Gün içinde sürekli radyasyona maruz kalıyoruz. Peki ya uçağa bindiğimizde? Orada da radyasyon olmasından endişelenmeli miyiz?
Bazı insanlar için uçak yolculuğu yapmak, başlı başına bir stres ve kaygı sebebi. Kaza korkusu, türbülans, oksijensizlik… Bir de bunların yanında radyasyondan endişelenmemize gerek var mı?
Uçaklar radyasyon içeriyor mu? İçeriyorsa miktarı ne kadar ve bize zarar verir mi? Anlatmaya başlayalım.
Uçaklarda radyasyon var mı?
Bahsettiğimiz radyasyon, X-ray veya uçaktaki mekanizmalar değil. Kozmik ışınlar, havadaki radyasyonun en büyük kaynağı. Atmosferimiz, bu ışınların çoğunu tutarak bizi onlardan korusa da uçaklar bizi yaklaştırıyor.
Ancak bir astronotun bu radyasyona maruz kalmasıyla uçak yolculuğunu karşılaştırdığımızda epey küçük bir miktar. Yine de her uçuşumuzda biraz da olsa radyasyona maruz kaldığımız gerçeğini değiştirmiyor.
Peki bu radyasyon ne derece tehlikeli?
Gün içinde, ister telefon olsun ister mikrodalga; sürekli bir şekilde radyasyona maruz kalıyoruz ancak bunların hepsi sağlığımız için zararlı değil. Önemli olan miktarı ve süresi. Uçuş ne kadar uzun sürerse ve ne kadar yükseğe uçarsak kozmik radyasyona maruz kalma seviyemiz de o kadar fazla oluyor.

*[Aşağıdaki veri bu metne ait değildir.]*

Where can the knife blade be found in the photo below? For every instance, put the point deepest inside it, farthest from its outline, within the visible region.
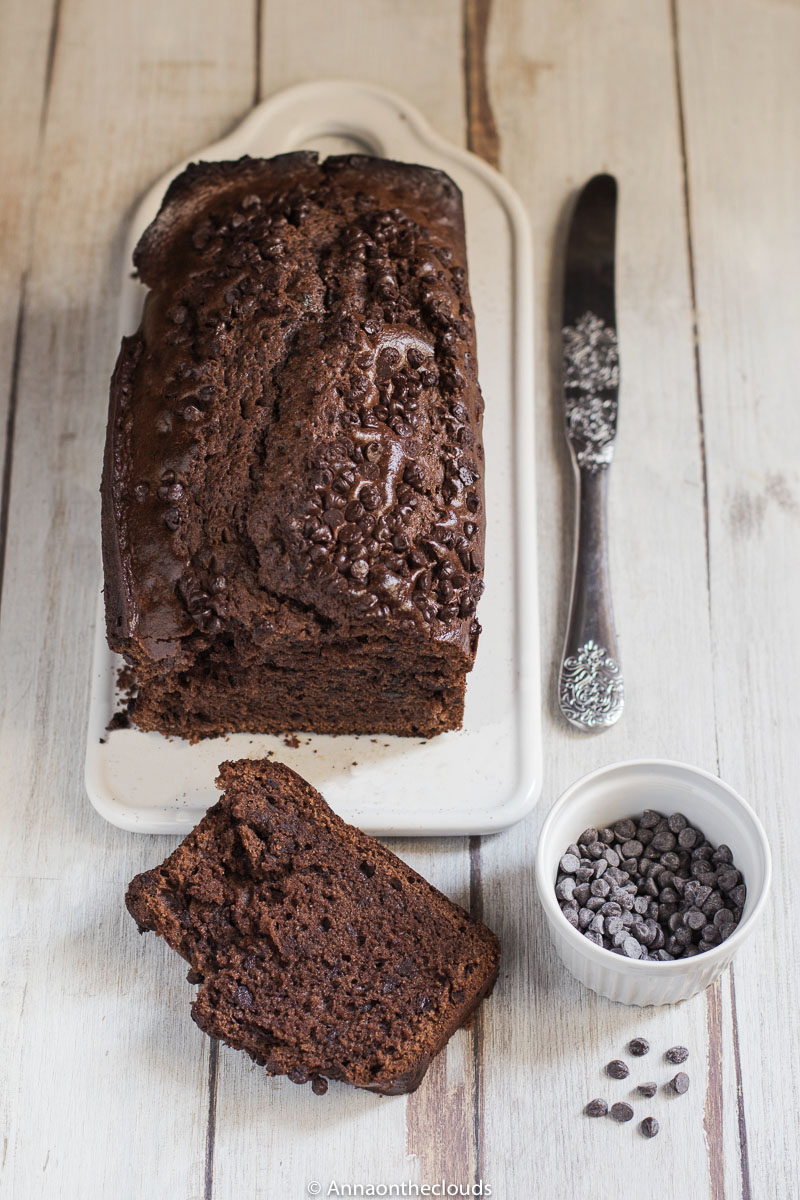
(591, 691)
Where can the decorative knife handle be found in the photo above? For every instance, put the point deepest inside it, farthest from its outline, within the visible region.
(590, 685)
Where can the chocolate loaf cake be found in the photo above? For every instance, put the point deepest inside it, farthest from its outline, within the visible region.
(317, 951)
(293, 498)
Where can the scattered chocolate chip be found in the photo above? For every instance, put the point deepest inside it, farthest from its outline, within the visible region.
(617, 1069)
(649, 1127)
(680, 1083)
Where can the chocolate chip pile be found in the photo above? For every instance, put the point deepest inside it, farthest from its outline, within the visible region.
(650, 888)
(621, 1111)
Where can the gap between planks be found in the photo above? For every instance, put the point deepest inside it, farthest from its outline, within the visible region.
(713, 1113)
(13, 387)
(482, 138)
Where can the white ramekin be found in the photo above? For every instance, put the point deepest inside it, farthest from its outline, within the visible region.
(625, 790)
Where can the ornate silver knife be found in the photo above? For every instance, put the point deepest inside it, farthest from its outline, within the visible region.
(590, 683)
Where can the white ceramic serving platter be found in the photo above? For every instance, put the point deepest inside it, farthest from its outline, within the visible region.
(488, 774)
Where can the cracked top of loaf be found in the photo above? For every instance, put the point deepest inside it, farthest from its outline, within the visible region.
(294, 435)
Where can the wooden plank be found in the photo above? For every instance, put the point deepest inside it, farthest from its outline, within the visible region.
(101, 1061)
(743, 107)
(348, 1135)
(24, 93)
(576, 90)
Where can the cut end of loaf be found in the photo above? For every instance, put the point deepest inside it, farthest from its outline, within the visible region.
(317, 951)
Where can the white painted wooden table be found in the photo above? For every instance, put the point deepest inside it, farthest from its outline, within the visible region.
(108, 1089)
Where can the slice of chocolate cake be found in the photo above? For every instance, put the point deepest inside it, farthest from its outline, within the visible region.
(293, 493)
(317, 949)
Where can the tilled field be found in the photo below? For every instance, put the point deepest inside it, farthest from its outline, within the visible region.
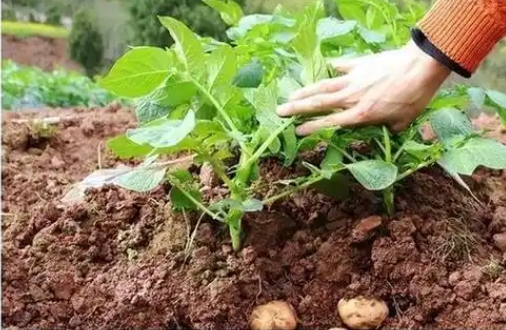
(122, 260)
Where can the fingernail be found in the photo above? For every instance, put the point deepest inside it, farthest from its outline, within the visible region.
(282, 110)
(300, 131)
(294, 96)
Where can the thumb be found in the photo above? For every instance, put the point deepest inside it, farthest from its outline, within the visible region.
(353, 117)
(345, 64)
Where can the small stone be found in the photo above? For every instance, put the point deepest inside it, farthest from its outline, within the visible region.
(500, 241)
(498, 223)
(502, 312)
(497, 291)
(466, 290)
(454, 278)
(365, 228)
(56, 162)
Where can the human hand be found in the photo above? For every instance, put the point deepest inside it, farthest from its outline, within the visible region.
(391, 88)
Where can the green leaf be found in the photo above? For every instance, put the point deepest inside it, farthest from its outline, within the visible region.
(477, 96)
(333, 158)
(181, 202)
(374, 18)
(138, 72)
(331, 27)
(499, 99)
(230, 11)
(475, 152)
(141, 180)
(188, 47)
(249, 205)
(166, 133)
(149, 107)
(450, 125)
(125, 148)
(419, 150)
(250, 75)
(371, 37)
(252, 205)
(286, 87)
(337, 187)
(307, 45)
(264, 100)
(221, 66)
(351, 10)
(374, 174)
(176, 92)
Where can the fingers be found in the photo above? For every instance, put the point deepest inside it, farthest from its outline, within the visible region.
(346, 65)
(321, 87)
(342, 119)
(315, 104)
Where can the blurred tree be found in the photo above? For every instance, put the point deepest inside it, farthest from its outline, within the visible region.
(54, 14)
(147, 30)
(8, 14)
(85, 41)
(31, 18)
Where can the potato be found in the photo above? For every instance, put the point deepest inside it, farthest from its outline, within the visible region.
(362, 313)
(275, 315)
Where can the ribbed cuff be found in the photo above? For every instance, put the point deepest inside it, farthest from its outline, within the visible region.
(466, 31)
(420, 39)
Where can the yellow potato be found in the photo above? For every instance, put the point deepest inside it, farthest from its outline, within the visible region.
(275, 315)
(362, 313)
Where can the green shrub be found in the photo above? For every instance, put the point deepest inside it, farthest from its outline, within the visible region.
(25, 29)
(32, 18)
(54, 15)
(8, 14)
(147, 30)
(30, 87)
(85, 40)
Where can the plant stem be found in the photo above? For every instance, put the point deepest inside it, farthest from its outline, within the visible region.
(234, 221)
(388, 193)
(259, 152)
(218, 168)
(388, 146)
(223, 113)
(292, 190)
(347, 155)
(198, 204)
(413, 170)
(388, 200)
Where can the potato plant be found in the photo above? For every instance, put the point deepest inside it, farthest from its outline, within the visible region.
(215, 103)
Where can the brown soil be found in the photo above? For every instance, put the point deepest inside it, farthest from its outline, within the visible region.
(42, 52)
(117, 261)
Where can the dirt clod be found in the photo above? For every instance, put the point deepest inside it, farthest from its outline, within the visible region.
(275, 315)
(123, 260)
(500, 241)
(365, 228)
(362, 313)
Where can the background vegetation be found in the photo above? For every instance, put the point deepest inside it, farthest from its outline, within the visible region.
(132, 22)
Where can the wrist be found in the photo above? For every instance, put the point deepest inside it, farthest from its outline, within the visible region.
(427, 65)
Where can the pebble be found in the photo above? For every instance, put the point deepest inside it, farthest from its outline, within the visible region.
(500, 241)
(365, 228)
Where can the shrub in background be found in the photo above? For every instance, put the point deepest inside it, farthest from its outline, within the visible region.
(8, 14)
(85, 41)
(54, 15)
(147, 30)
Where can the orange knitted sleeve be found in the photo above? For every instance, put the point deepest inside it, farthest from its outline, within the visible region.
(465, 31)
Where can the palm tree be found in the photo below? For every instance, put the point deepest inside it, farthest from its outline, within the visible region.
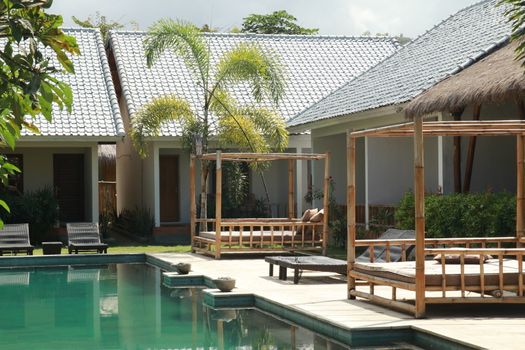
(219, 116)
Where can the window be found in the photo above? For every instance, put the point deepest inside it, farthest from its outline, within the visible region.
(16, 181)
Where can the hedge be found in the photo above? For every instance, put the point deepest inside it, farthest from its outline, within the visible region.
(485, 214)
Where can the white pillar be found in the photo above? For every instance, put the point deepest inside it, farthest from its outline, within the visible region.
(94, 183)
(367, 214)
(156, 181)
(440, 158)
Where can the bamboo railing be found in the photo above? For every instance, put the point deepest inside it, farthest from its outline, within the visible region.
(219, 235)
(500, 292)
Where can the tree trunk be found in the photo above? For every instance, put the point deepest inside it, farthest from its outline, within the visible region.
(470, 153)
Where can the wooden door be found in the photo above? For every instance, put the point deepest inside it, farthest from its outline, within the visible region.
(169, 188)
(68, 179)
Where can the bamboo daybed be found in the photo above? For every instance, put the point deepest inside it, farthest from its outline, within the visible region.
(218, 236)
(498, 280)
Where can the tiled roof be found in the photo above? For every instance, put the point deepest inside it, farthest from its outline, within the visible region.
(95, 111)
(447, 48)
(313, 65)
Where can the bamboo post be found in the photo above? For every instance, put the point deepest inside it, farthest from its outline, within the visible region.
(193, 207)
(470, 153)
(350, 209)
(218, 205)
(291, 189)
(520, 190)
(457, 155)
(326, 199)
(419, 199)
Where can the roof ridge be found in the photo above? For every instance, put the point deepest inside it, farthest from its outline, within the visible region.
(288, 36)
(402, 49)
(119, 126)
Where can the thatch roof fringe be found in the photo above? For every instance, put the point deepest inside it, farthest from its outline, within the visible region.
(495, 78)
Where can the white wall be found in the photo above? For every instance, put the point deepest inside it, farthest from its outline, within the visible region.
(38, 168)
(128, 170)
(391, 168)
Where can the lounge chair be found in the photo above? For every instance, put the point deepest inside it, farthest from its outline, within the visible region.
(84, 236)
(380, 254)
(14, 238)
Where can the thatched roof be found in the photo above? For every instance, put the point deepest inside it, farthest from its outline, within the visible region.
(495, 78)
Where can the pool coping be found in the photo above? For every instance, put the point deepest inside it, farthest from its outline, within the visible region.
(238, 299)
(355, 336)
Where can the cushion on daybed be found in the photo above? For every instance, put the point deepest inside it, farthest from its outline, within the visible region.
(318, 217)
(308, 213)
(469, 258)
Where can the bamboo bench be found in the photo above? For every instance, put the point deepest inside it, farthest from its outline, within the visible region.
(14, 238)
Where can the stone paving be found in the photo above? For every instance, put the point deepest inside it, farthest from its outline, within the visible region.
(324, 294)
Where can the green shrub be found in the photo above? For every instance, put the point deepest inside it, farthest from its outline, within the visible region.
(37, 208)
(462, 214)
(137, 222)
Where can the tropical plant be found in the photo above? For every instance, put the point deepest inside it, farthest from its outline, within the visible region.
(277, 22)
(102, 23)
(515, 13)
(28, 86)
(219, 115)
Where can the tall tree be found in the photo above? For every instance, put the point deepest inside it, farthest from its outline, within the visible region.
(515, 13)
(28, 86)
(219, 115)
(278, 22)
(102, 23)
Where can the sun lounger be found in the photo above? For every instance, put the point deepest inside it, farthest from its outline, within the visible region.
(14, 238)
(395, 251)
(84, 236)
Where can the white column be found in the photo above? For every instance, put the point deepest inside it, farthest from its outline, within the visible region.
(94, 183)
(156, 180)
(300, 167)
(367, 214)
(440, 159)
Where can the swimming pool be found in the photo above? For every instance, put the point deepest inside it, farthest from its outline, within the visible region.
(124, 306)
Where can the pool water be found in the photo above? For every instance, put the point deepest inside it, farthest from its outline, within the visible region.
(124, 306)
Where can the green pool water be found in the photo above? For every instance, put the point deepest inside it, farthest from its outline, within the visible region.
(124, 306)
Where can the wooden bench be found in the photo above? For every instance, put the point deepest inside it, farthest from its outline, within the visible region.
(300, 263)
(84, 236)
(14, 238)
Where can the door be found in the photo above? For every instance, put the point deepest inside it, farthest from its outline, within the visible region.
(169, 188)
(68, 179)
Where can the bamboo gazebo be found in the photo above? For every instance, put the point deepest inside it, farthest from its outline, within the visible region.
(218, 236)
(497, 280)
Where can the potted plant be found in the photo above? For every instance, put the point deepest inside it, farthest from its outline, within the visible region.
(224, 284)
(183, 268)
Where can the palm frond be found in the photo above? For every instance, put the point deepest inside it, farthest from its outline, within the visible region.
(185, 40)
(248, 63)
(148, 120)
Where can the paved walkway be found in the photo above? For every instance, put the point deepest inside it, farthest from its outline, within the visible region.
(324, 294)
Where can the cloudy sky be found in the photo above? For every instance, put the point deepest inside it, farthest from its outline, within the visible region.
(332, 17)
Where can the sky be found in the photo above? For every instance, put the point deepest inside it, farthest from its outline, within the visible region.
(333, 17)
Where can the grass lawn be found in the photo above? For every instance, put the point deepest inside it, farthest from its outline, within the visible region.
(137, 249)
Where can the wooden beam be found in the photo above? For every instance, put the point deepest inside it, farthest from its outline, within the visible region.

Ancak her ne olursa olsun, uçuşlarda da kozmik ışınlara çok fazla yakın olmuyoruz ve endişe yaratacak kadar fazla miktarda radyasyona maruz kalmıyoruz. Hatta şöyle diyebiliriz, röntgen çektirirken bile daha fazla radyasyona maruz kalıyoruz. Bu yüzden evet, teorik olarak uçakta radyasyon var ancak büyütülebilecek bir seviye değil.